Langone returned her gaze to the boat just as her phone rang.
“What’s it look like?” asked Mary Martin, first assistant district attorney for the Cape and Islands.
“Can’t tell,” Langone said. “The boat was towed in, and they’re going over it now. There’s quite a lot of blood, but I’m told it could be from a tuna. Or he might have cut himself.”
“He’s an important person, Sarah. Our fearless leader has already warned me to be careful. Guess this dentist is a pal of someone important. Regardless, this isn’t our case.
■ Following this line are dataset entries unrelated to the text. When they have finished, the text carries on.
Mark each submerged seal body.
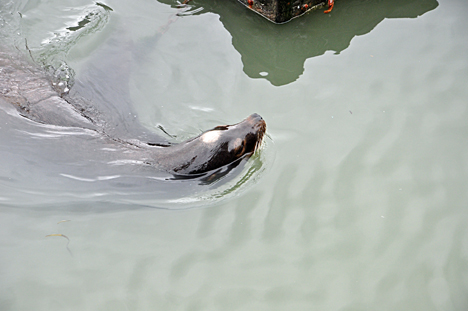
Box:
[0,50,266,176]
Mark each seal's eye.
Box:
[236,141,245,157]
[213,125,228,131]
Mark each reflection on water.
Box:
[158,0,438,86]
[0,0,468,311]
[0,3,261,208]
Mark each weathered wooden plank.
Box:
[239,0,327,24]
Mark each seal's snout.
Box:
[245,113,266,134]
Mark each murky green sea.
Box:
[0,0,468,311]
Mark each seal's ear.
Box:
[228,138,244,156]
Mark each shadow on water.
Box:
[158,0,439,86]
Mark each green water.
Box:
[0,0,468,311]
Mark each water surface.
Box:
[0,0,468,310]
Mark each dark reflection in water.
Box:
[158,0,439,86]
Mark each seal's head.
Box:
[157,113,266,175]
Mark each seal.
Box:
[0,50,266,176]
[154,113,266,175]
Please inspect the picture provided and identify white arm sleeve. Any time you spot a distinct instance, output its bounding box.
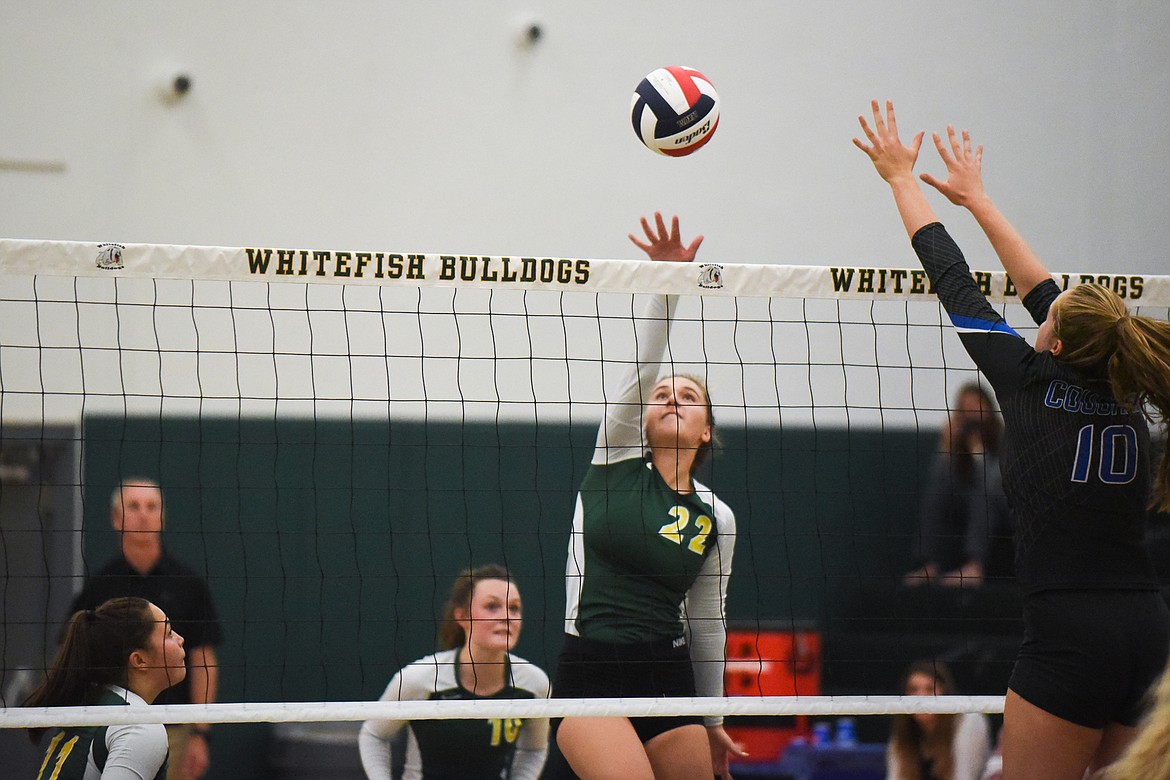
[952,712,991,780]
[102,723,168,780]
[358,664,433,780]
[592,295,679,465]
[508,660,552,780]
[682,491,735,726]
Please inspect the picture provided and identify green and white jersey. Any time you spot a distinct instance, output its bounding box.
[358,648,550,780]
[36,685,167,780]
[565,296,735,696]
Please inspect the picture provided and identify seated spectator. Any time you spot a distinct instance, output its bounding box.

I’m expecting a call from the US Attorney’s Office at any moment.”
“What’s the deal on jurisdiction?” Langone said. “Remind me.”
“Up to three miles out, it’s local; after three miles, it’s the feds. The Coast Guard is involved, and there’s a chance we’ll be asked to assist. And you’ll be on your best behavior.”
“I’m always on my best behavior,” Langone said.
“Then be on your bestest behavior. Are there any cicadas there yet?” Martin asked, using the office’s euphemism for news reporters.
“Not that I can see, but I forget what uniform reporters wear these days. Trench coats are out, I hear.”
“Ha. Keep me posted.” Martin hung up.
Langone noticed a short, dark-haired man in his twenties walking down the steps from the upper parking lot. He had two cameras around his neck; one was large with a telephoto lens attached, and the other was compact. The man approached a uniformed officer and removed a notebook and pen.
Her phone rang again. “That was quick,” Langone said.
“Her name is Assistant US Attorney Faith Colter,” Martin said. “She’s coming down from Boston. Can you hang out until she shows up? Our boss wants us to offer any help we can to our federal friends.”
“Crap. I may go grab a coffee now.”
“You’ll need it. This Colter woman is a tough cookie. The dentist had lots of friends.”
“Had?”
“Yes, had. If he’s not hiding on the boat, he’s lobster food at this point. Colter said the Coast Guard’s pretty sure they won’t find him in this weather.”
“Okay.” Langone stared at the boat and thought, Hiding? Is that possible?
The Big Bite was a large, fancy boat. Could Dr. Soucy be hiding on it somewhere? Or is his waterlogged body being dragged down to the ocean floor by a feisty tuna?